Pursue niche markets and survive the crunch says leading economist
A LEADING local economist this week addressed the worsening financial situation on the island, calling on Bermudians to "pursue niche markets" in order to survive the crunch.
Economist and Bermuda College lecturer Craig Simmons (pictured) has described Bermuda's existing business model as "primitive", asking that locals "leverage their skills" to support the economy.
"It is easy to criticise the narrowness of Bermuda's economic base," Mr. Simmons told the Mid-Ocean News.
"The challenge we face is how to strategically develop new industries. Just as the founders of the existing international business model had a vision, this generation of business and government leaders is duty-bound to create a new vision of Bermuda as an off-shore financial centre.
"In many ways the existing model is primitive to the extent that it relies on locals to sell basic labour services to foreign companies, just as say a multinational mining company might hire locals to extract minerals which are sold overseas. Such activity is not organic to the local economy to the extent that the linkages between the foreign and local companies are few."

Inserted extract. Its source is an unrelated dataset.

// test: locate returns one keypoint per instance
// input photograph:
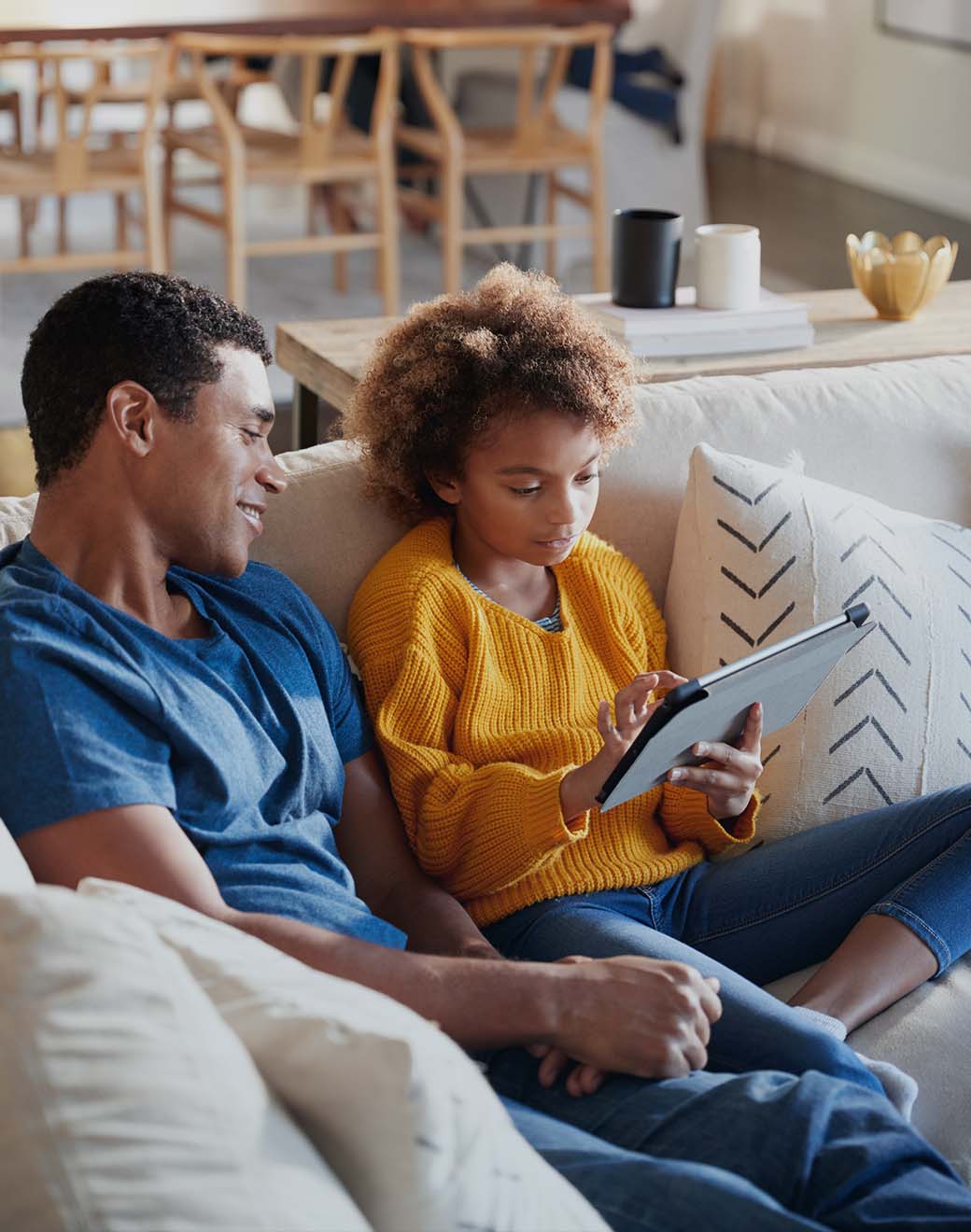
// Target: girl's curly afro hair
(459, 364)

Mr. Simmons disagrees with the sentiment shared by Grant Gibbons and Bob Richards (see accompanying story) that Bermuda has "all its eggs in one basket" by relying heavily on income from international business.
"It isn't fair to say that Bermuda presently has the same mono-crop economy of the 1970s and 1980s, when tourism was the main earner of foreign currency," he said.
"Bermuda is an off-shore financial centre. And although many of the international businesses incorporated here are American, their risk-taking and finance activities are global in scope. Bermuda's fortune (or misfortune) is therefore tied to the profitability of those global bets.
"Further, unlike tourism, there is considerable diversity in off-shore finance. It can, however, be argued that we have concentrated overly so in the insurance market."
Mr. Simmons sees the current state of the economy in Bermuda as an opportunity for local workers to develop new markets ¿ an activity, however, that will depend on the support of both the business community and the Government.
"Bermudians are now in a position to leverage their skills either as a support to the risk-taking and financial activities of international businesses or to pursue niche markets," he said.
"It will be difficult for individual entrepreneurs to navigate the latter terrain, thus the need to strategically develop opportunities. This task will out of necessity require institutional and financial support from the business community and Government."
Mr. Simmons believes Bermuda's marquee (re)insurance companies may be saved by US and European bail-outs ¿ although he disagrees with the assertion of one local business leader that our companies are now "wrapped in cotton wool", safe from further crisis.
"It may be the case that US and European governments have wrapped their financial service sectors in cotton wool, but Bermuda's government cannot be accused of creating a moral hazard," he said.
"Having said that, the moral hazard problem has to be weighed against the economic and social costs associated with allowing the financial services sector to succumb to market discipline. Bermuda's international businesses may well benefit from US and European government bailouts without incurring any costs to Bermudian taxpayers; how can this be a bad thing?"
While Dr. Gibbons and Mr. Richards this week claimed Bermuda can be seen as expensive when compared to other jurisdictions, Mr. Simmons is not sure the cost of operating here is any higher than in comparable financial service centres.
"I don't know that Bermuda is too expensive, especially when one compares the cost of living business in, say, Manhattan or London or Dublin," he said.